With Descope, teams can support long-term AI and identity maturity through:
Frictionless authentication experiences including passkeys, OTP, magic links, and social login, and passwordless authentication
Multi-tenancy and self-service enterprise SSO onboarding for B2B SaaS applications
Delegated admin management through embeddable UI widgets and a hosted admin portal
Adaptive MFA and risk-based authentication with integrations across fraud and security ecosystems
As AI governance requirements continue evolving, organizations increasingly need identity infrastructure designed for autonomous systems, AI-driven workflows, and centralized visibility across users, agents, APIs, and enterprise applications.
AI governance is becoming a business requirement
The EU AI Act marks a major shift toward accountable and regulated AI systems.
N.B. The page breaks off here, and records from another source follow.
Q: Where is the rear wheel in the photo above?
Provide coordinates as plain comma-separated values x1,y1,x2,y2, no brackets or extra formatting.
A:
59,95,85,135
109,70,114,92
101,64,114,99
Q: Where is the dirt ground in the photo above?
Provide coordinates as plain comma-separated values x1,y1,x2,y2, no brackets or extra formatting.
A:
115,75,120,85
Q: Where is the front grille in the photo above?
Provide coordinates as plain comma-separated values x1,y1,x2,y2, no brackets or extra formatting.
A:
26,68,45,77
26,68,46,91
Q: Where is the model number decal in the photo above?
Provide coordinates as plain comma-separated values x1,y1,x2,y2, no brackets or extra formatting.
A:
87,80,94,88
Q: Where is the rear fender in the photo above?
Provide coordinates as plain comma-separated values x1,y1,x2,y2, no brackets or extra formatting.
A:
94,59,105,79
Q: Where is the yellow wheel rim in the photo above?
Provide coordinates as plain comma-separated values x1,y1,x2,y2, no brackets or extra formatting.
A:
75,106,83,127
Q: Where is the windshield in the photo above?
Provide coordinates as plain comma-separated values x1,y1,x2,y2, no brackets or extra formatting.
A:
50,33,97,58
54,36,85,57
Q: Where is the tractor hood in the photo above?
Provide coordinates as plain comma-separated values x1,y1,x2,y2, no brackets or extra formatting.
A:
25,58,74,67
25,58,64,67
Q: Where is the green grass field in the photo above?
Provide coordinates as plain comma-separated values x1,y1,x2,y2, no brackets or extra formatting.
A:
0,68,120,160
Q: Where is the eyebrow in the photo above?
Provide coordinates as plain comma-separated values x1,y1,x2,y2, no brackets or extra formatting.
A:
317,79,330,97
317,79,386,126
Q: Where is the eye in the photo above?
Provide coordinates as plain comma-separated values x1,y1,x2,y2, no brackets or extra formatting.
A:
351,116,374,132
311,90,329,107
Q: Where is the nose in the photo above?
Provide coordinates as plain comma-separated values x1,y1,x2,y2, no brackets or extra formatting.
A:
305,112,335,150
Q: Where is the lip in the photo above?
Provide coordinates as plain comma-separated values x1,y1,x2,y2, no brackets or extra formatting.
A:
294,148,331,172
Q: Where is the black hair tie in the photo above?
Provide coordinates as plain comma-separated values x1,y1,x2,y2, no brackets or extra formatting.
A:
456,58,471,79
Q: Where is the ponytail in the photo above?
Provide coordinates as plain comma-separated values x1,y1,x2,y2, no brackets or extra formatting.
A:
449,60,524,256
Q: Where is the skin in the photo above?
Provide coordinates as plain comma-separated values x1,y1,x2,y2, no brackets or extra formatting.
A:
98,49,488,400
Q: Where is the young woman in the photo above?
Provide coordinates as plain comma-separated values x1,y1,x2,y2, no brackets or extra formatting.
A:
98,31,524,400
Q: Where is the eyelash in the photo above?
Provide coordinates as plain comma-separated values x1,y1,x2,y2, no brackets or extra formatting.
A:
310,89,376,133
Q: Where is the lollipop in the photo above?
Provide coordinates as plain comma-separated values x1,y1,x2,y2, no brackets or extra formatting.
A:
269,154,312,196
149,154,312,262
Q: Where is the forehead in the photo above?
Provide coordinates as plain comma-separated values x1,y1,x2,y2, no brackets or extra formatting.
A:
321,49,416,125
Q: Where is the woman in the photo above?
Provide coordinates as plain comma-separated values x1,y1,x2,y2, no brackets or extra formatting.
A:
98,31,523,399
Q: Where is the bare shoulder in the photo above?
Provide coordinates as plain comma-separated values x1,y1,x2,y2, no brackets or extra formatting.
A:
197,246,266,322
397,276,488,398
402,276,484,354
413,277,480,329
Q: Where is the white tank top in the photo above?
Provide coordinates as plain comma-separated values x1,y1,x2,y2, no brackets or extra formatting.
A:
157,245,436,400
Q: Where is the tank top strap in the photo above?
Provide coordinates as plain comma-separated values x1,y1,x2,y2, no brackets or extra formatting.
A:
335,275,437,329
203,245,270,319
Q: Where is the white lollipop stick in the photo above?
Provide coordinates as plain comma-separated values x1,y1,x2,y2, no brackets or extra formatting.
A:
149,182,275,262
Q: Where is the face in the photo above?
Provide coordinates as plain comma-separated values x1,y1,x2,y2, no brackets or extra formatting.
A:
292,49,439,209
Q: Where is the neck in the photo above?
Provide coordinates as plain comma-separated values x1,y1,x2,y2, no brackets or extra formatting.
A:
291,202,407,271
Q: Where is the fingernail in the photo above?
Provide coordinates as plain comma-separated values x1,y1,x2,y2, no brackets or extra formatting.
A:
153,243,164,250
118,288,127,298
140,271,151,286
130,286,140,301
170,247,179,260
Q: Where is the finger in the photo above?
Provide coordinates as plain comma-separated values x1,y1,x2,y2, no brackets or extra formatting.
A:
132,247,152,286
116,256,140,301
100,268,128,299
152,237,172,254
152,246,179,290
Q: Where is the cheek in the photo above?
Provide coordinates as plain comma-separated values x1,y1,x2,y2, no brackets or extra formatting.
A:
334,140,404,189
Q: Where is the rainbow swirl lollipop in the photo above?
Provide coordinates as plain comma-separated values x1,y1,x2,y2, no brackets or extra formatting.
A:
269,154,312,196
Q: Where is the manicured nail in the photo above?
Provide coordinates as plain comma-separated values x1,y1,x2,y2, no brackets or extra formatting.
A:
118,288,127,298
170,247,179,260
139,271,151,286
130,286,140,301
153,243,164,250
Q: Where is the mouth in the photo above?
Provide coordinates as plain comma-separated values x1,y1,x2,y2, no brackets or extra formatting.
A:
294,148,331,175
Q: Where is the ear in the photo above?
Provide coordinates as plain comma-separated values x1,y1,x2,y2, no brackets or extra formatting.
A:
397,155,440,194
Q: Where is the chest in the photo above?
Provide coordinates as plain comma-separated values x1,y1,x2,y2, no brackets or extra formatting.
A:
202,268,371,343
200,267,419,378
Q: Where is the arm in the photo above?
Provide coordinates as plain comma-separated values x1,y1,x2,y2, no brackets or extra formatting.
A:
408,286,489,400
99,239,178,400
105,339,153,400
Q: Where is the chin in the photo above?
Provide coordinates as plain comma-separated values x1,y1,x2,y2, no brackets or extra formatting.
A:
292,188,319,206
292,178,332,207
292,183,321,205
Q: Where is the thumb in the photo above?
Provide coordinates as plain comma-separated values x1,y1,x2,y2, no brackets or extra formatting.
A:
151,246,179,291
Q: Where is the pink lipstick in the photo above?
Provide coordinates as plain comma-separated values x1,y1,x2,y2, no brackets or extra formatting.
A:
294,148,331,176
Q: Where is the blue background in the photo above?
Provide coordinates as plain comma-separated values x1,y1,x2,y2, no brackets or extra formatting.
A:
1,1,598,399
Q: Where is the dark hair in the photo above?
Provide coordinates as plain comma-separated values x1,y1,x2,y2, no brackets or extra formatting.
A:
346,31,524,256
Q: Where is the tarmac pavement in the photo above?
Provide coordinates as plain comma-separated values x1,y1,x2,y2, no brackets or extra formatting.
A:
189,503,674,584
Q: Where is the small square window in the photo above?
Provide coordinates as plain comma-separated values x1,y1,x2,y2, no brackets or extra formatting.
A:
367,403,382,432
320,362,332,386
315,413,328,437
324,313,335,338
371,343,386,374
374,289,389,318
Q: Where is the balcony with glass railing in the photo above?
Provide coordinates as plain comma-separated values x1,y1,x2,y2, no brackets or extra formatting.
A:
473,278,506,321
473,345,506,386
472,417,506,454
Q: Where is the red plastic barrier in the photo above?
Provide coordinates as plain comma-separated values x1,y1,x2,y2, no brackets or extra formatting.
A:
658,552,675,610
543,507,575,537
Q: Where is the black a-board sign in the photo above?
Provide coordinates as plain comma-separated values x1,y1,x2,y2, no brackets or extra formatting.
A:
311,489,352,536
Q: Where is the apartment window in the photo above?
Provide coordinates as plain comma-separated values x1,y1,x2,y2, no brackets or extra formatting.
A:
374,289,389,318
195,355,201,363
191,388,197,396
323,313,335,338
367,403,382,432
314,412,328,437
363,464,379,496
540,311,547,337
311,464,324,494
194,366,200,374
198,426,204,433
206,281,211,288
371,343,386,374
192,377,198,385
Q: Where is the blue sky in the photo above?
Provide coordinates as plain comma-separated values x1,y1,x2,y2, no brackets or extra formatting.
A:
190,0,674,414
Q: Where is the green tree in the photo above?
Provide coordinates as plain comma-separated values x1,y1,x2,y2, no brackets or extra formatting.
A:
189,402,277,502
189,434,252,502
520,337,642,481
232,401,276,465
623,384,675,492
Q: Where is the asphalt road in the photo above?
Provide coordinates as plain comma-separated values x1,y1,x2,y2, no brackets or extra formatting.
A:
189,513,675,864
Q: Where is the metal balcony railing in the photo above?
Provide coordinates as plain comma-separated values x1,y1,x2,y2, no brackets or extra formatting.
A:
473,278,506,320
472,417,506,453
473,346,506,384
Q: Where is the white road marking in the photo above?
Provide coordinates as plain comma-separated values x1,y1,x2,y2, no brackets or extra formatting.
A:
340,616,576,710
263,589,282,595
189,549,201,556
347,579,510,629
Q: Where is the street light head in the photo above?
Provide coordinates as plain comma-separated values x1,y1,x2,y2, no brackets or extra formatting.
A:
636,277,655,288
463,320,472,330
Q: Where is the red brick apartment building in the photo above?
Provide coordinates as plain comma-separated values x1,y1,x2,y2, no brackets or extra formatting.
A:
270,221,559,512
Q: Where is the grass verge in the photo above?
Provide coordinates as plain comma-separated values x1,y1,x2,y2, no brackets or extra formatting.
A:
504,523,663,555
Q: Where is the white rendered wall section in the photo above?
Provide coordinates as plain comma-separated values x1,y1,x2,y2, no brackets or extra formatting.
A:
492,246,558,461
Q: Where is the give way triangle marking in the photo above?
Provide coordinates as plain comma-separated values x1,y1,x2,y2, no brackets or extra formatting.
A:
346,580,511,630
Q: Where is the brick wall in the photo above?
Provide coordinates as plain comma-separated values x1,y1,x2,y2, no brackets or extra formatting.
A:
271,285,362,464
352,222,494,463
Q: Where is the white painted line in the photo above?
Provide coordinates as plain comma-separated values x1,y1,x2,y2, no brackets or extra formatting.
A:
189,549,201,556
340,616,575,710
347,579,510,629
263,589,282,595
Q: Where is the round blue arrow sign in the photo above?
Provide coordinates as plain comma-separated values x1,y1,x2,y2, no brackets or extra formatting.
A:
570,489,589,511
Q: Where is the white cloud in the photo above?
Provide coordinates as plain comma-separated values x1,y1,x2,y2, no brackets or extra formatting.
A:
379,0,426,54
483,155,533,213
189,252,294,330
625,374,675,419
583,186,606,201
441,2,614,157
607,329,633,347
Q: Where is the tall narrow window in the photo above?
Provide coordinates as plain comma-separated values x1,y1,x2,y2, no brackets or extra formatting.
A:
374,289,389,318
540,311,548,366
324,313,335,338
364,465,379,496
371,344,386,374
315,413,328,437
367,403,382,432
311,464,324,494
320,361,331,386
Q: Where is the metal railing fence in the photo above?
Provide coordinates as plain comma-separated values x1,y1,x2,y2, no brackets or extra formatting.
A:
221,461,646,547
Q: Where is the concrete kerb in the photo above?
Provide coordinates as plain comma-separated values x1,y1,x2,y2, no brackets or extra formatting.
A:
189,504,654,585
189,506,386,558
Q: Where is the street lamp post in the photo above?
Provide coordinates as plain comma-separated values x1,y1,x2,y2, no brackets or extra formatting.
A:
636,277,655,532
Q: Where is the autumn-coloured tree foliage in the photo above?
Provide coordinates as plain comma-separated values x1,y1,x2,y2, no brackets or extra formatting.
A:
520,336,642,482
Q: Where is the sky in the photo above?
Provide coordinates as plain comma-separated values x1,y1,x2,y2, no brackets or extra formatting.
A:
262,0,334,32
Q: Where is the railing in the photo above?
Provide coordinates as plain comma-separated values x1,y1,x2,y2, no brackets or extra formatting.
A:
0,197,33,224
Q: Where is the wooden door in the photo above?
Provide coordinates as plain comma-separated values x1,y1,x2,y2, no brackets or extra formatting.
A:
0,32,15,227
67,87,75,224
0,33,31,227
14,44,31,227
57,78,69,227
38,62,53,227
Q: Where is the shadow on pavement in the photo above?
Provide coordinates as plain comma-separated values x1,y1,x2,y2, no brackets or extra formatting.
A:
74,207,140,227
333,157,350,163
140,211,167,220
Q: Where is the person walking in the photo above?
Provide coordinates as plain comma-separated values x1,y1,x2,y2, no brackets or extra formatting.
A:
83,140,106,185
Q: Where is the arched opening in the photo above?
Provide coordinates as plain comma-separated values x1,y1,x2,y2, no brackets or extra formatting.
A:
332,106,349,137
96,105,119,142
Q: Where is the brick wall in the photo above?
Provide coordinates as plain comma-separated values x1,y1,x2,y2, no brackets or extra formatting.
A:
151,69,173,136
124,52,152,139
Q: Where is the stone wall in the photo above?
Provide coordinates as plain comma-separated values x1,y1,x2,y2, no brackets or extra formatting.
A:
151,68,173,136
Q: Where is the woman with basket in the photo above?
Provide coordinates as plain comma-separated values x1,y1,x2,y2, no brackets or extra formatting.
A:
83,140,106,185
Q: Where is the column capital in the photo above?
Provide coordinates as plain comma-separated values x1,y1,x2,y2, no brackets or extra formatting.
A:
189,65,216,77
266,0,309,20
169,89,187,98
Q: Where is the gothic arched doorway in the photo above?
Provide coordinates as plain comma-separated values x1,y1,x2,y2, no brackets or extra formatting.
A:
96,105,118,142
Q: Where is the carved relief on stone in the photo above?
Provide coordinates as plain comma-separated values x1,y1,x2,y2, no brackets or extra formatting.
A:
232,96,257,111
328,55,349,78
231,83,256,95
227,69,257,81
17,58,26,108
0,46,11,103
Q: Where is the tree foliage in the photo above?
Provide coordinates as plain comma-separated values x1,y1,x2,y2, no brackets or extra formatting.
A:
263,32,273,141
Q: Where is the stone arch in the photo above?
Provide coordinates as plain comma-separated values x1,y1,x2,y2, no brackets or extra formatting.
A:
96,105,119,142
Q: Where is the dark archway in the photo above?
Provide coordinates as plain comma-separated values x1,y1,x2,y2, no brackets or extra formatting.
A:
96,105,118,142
While parts of the regulation are already taking effect, most major requirements for high-risk AI systems become enforceable in August 2026, with additional obligations continuing into 2027. Similar to GDPR, its influence is expected to extend far beyond Europe.
The regulation applies not only to AI providers, but also to organizations deploying third-party AI models, copilots, and AI agents inside their products and operations. Enforcement is expected to increase gradually through conformity assessments, self-auditing expectations, and growing scrutiny around governance, transparency, and oversight. Penalties can reach up to €35 million or 7% of global annual turnover for certain violations.
As AI becomes more embedded into enterprise workflows, organizations increasingly need visibility into where AI is being used, who has access to it, what actions it can perform, and how decisions are monitored and governed.
Identity is becoming foundational to responsible AI governance. Authentication, authorization, delegated access controls, policy enforcement, and audit logging are becoming essential for securing AI systems and autonomous agents at scale. As organizations prepare for evolving compliance requirements, now is the time to assess AI governance readiness and strengthen identity and access controls for AI systems.